The annual Air Force Corrosion Control Conference set for August 16-18 at the Museum of Aviation at Robins is a focal point for information exchange. It will draw more than 250 visitors from throughout the Defense Department and private industry along with some 70 exhibitors.
“We will also have an area for training that will help make the job easier and more streamlined for our field-level people,” Pagenkopf said. “The conference gives us a chance to get together with people in the field and show them what’s coming down the road.”
Devices to better probe the aircraft’s internal crevices and crannies will be one prominent subject at the three-day meeting. Maintainers in the field already have boroscopes that aid in the process. The latest innovation calls for developing different attachments to expand that capability.
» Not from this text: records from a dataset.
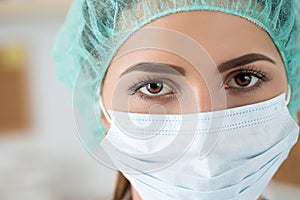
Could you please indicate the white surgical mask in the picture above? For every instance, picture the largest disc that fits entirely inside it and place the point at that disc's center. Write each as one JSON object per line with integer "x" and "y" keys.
{"x": 227, "y": 154}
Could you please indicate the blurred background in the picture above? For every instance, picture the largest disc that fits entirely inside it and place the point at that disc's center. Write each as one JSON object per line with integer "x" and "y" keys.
{"x": 41, "y": 157}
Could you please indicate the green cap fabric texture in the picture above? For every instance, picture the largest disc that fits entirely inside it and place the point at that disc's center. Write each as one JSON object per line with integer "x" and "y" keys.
{"x": 94, "y": 30}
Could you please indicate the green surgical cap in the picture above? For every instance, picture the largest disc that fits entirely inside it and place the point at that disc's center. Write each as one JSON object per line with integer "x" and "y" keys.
{"x": 94, "y": 30}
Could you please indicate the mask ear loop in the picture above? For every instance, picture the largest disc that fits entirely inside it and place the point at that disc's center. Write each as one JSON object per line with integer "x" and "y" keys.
{"x": 288, "y": 96}
{"x": 104, "y": 111}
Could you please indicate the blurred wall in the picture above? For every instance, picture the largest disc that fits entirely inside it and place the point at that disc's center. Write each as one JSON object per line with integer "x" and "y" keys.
{"x": 47, "y": 161}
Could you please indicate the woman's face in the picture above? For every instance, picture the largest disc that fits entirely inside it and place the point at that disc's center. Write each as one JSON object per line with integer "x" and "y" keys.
{"x": 237, "y": 64}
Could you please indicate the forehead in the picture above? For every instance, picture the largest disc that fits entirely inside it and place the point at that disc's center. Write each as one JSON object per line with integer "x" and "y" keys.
{"x": 222, "y": 35}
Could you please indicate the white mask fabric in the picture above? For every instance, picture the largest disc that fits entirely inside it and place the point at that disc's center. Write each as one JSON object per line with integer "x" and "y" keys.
{"x": 166, "y": 156}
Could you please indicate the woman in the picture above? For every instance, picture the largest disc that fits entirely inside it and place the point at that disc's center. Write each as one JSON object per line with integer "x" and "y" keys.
{"x": 193, "y": 93}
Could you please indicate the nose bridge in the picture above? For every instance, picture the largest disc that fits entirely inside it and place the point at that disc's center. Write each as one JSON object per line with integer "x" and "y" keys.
{"x": 208, "y": 91}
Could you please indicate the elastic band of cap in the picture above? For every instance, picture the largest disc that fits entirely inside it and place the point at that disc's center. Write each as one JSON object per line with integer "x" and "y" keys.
{"x": 288, "y": 95}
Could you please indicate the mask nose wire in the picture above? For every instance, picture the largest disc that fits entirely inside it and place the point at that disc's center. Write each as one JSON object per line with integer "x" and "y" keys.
{"x": 103, "y": 110}
{"x": 288, "y": 98}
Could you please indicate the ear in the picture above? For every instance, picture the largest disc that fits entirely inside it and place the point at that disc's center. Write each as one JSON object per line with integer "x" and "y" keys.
{"x": 104, "y": 121}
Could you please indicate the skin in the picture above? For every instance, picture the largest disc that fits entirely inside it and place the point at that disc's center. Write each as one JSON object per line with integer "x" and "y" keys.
{"x": 224, "y": 37}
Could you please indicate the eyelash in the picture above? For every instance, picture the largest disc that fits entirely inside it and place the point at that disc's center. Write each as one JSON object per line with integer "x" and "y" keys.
{"x": 143, "y": 81}
{"x": 249, "y": 70}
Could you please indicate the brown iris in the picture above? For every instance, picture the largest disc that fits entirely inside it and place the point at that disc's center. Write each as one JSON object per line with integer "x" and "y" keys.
{"x": 243, "y": 79}
{"x": 154, "y": 88}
“We’re trying to find one (attachment) that can vacuum out water, small debris as well as sand,” Gutierrez said. “We’re also trying to find other attachments that can remove corrosion or apply corrosion preventative compounds.”
Knowledge is power in the corrosion prevention business, particularly as aircraft age and the fighting environment proves hostile.
“That’s why we’ve been trying to find new technologies,” she stressed, “and making sure the best corrosion practices are spread around the Air Force.”